Companies that carry out transactions with related parties often face financial, tax and legal obstacles that impact the daily business activities. Therefore, in order to comply with domestic and international transfer pricing regulations and to ensure a smooth transfer of goods and services among related parties, it is necessary to have a sound and coherent transfer pricing policy.
Taking into consideration the increased focus placed by tax authorities on transfer pricing, companies established in Romania also assign increased resources in order to observe the transfer pricing legal requirements. We have also observed that companies tend to expand outside their domestic markets which subsequently imply an increased number of related parties transactions.
To this end, we have considered useful summarizing the main Romanian transfer pricing legal requirements and we have outlined the main risks faced by Companies not observing these any requirements.
The transfer pricing documentation should be prepared by Romanian tax payers that carry out transactions with related parties, irrespective if the related parties are Romanian or non-Romanian tax entities. A proper transfer pricing documentation should contain at least the following information, as provided by Order 442 / 2016:
Information about the Group, such as the general description and historic information regarding Group, financial information, legal and organizational structure, description of the Group transactions and the applicable transfer pricing policy
Information about the Company, such as the general description and historic information regarding Group, financial information, legal and organizational structure, the Company’s strategy and key success factors;
Industry analysis such as general description and main factors that impact the industry
Functional analysis should contain details regarding the allocation of functions, risks and assets within the Group
Information about the related party transactions
Economical analysis should contain details of the study regarding the market value applicable to the analyzed related party transactions.
As you can observe from these minimum information requirements, the mere translation of the master file prepared by the mother company will not suffice as it will lack the information and the focus on the Romanian company and its transactions.
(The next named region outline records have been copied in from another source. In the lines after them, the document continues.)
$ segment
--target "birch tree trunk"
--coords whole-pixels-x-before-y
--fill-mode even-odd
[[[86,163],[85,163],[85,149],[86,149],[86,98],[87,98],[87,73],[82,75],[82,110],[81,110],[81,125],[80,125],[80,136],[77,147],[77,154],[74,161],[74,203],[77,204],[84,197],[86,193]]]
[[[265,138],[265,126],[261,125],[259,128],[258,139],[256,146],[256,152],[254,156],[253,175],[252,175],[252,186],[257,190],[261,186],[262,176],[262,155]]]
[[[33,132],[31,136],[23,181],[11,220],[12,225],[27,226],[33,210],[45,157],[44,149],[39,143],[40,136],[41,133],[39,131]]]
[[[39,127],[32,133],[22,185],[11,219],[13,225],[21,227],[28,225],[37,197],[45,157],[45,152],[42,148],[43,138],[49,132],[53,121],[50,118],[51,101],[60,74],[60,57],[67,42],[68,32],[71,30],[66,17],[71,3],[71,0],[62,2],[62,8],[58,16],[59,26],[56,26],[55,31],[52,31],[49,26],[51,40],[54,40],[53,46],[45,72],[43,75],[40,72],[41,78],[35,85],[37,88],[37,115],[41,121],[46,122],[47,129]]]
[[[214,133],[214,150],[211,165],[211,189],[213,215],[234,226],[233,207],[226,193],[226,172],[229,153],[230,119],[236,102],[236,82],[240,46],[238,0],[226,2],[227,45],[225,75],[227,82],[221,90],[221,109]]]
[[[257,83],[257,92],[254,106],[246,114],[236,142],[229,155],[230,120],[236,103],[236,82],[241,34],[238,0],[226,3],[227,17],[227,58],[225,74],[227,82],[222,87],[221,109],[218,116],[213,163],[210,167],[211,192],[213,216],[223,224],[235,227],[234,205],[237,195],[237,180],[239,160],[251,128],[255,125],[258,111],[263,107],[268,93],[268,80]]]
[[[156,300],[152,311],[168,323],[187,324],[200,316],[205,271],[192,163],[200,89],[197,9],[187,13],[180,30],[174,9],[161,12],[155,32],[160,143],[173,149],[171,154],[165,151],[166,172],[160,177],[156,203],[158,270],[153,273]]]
Even if any Romanian tax payer should prepare a transfer pricing documentation, there are some differences when it comes to deadlines and timing, as detailed below:
1. Large tax payers are obliged to prepare the transfer pricing documentation if they carry out transactions with related partied exceeding the following thresholds:
Euro 200,000 – cashed in / paid interest for financial services
Euro 250,000 – services rendered / received towards/from related parties
Euro 350,000 – acquisitions / sales of tangible / intangible assets
2. Large tax payers which do not meet the above thresholds or medium or small tax payers are obliged to prepare the transfer pricing documentation if they carry out transactions with related partied exceeding the following thresholds:
Euro 50,000 – cashed in / paid interest for financial services
Euro 50,000 – services rendered / received towards/from related parties
Euro 100,000 – acquisitions / sales of tangible / intangible assets
3. The other tax payers which do not fall in any of the above mentioned categories are not obliged to prepare the transfer pricing documentation, however they should document that the arm’s length principle is observed in the dealings with the related parties in line with financial and tax applicable principles.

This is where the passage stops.